A debt restructuring would underscore the challenges the company has faced since it was acquired by private equity firms TPG Capital LP and Leonard Green & Partners LP in a $3 billion leveraged buyout in 2011. J. Crew has struggled as many shoppers have shunned malls and turned to internet shopping.
The company is exploring ways to take advantage of the low trading price of some of its debt, one of the people said.
As part of its preparations for negotiating with its creditors, J. Crew is planning to move the rights to its iconic brand into a separate subsidiary, the people said.
This move would give J. Crew a number of options to cut down its debt, including raising new financing to buy back its loans and bonds at a discount, or offering creditors the chance to swap into the new debt holdings.
After one of the company's banks told loan holders about the brand move, prices on its loans fell to as low as about 50 cents on the dollar Friday morning from around 64 cents on the dollar, the people said.
The company's bonds were trading at 36 cents on the dollar, according to Thomson Reuters data.
The sources asked not to be identified because the negotiations are confidential. J. Crew, TPG and Leonard Green declined to comment.
Other retailers have considered similar moves to separate their brands from their brick-and-mortar footprints. Teen retailer American Apparel LLC, for example, filed for bankruptcy last month with a deal in place to sell its intellectual property.
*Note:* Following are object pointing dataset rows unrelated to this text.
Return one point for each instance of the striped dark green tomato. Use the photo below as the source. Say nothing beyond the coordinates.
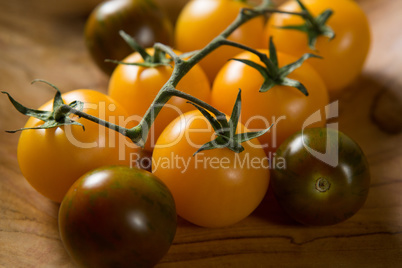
(117, 217)
(325, 179)
(141, 19)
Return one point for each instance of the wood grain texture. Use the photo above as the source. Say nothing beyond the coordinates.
(35, 44)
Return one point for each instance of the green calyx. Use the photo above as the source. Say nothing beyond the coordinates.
(226, 130)
(272, 74)
(313, 27)
(150, 61)
(58, 117)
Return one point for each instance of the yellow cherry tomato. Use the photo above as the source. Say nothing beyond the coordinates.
(135, 88)
(213, 188)
(52, 159)
(202, 20)
(285, 107)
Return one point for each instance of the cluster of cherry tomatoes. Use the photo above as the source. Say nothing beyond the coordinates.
(217, 187)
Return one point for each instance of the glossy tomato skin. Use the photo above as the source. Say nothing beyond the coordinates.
(202, 20)
(285, 107)
(52, 159)
(141, 19)
(135, 88)
(213, 188)
(343, 57)
(117, 217)
(317, 190)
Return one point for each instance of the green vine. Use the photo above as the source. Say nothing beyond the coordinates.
(225, 130)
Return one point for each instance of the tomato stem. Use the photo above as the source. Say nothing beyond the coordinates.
(322, 185)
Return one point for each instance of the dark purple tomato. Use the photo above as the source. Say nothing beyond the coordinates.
(117, 217)
(141, 19)
(321, 176)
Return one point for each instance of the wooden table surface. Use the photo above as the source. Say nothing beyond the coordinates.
(36, 44)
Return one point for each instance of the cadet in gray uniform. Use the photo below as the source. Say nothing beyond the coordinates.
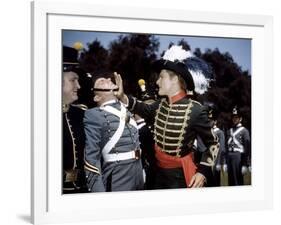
(238, 143)
(112, 153)
(220, 162)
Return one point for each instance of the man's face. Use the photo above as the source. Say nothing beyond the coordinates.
(70, 87)
(236, 120)
(164, 82)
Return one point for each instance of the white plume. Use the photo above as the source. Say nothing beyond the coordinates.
(176, 52)
(201, 83)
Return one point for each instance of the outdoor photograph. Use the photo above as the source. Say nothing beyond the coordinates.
(144, 112)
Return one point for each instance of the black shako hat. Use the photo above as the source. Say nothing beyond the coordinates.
(195, 72)
(179, 68)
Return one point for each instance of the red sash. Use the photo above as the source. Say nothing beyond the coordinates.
(168, 162)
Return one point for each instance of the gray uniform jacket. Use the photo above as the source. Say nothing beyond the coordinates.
(102, 175)
(239, 141)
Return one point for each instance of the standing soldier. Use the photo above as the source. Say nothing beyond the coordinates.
(177, 121)
(73, 128)
(238, 150)
(220, 163)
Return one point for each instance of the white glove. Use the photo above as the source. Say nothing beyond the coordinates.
(224, 168)
(218, 167)
(244, 170)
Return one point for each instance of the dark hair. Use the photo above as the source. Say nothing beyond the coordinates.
(181, 80)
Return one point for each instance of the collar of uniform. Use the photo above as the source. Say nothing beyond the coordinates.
(109, 102)
(177, 97)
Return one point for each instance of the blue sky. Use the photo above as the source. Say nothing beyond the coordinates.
(239, 49)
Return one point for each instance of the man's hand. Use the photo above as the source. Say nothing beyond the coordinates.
(197, 180)
(120, 93)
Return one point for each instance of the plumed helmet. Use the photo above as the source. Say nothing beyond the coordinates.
(236, 111)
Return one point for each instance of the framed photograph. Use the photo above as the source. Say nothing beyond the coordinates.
(52, 21)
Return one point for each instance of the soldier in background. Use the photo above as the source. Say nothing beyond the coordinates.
(73, 128)
(145, 128)
(112, 152)
(238, 150)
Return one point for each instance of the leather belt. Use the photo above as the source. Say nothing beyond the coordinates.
(113, 157)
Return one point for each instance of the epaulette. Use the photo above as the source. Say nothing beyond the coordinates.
(80, 106)
(193, 101)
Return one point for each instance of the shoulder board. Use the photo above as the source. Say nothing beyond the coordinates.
(80, 106)
(193, 101)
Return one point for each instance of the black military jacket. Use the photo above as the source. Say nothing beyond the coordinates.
(73, 149)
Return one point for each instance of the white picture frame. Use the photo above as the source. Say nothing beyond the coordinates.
(47, 203)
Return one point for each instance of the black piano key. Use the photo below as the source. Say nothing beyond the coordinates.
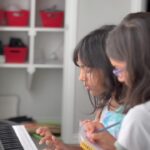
(8, 138)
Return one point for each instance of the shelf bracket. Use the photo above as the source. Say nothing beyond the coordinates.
(31, 70)
(32, 33)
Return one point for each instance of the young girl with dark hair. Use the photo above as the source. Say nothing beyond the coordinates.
(128, 48)
(105, 92)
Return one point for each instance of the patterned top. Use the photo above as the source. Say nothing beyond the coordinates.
(111, 117)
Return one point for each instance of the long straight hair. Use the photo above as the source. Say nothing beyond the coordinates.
(91, 50)
(130, 42)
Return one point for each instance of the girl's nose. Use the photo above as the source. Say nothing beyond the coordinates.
(82, 75)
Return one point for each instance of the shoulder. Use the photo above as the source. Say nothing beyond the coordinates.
(136, 123)
(139, 113)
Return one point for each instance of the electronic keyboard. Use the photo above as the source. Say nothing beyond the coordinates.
(15, 137)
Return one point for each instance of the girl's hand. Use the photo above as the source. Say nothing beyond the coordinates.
(45, 133)
(104, 139)
(51, 141)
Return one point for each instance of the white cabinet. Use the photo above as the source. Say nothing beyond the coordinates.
(49, 70)
(45, 44)
(38, 82)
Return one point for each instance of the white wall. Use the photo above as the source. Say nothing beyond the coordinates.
(41, 100)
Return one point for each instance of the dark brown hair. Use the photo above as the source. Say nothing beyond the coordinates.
(91, 50)
(130, 42)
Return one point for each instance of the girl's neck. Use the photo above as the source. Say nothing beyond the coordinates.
(113, 105)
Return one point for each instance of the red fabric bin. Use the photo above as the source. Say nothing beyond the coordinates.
(15, 54)
(52, 19)
(1, 17)
(17, 18)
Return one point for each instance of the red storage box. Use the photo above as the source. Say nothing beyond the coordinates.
(17, 18)
(52, 19)
(1, 17)
(15, 54)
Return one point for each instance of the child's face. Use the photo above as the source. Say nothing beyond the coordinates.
(92, 79)
(120, 70)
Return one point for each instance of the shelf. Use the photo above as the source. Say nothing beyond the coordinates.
(9, 65)
(14, 29)
(43, 29)
(49, 66)
(42, 66)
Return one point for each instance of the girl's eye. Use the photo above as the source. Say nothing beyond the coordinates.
(88, 70)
It is still looking for a buyer for its stores.
But moving assets can be contentious. U.S. radio station owner iHeartMedia Inc came under fire from a group of senior creditors when it moved shares of affiliate Clear Channel Outdoor Holdings Inc to a subsidiary ahead of a potential debt restructuring. A Texas judge ultimately said that the move was permissible.
J. Crew faces $500 million in maturities in bonds in 2019. Reuters reported last month that J. Crew was also carving out its successful Madewell brand. That brand is not expected to move to the new subsidiary, the people said.
Debtwire reported earlier on Friday that J. Crew would transfer its intellectual property to a Cayman subsidiary.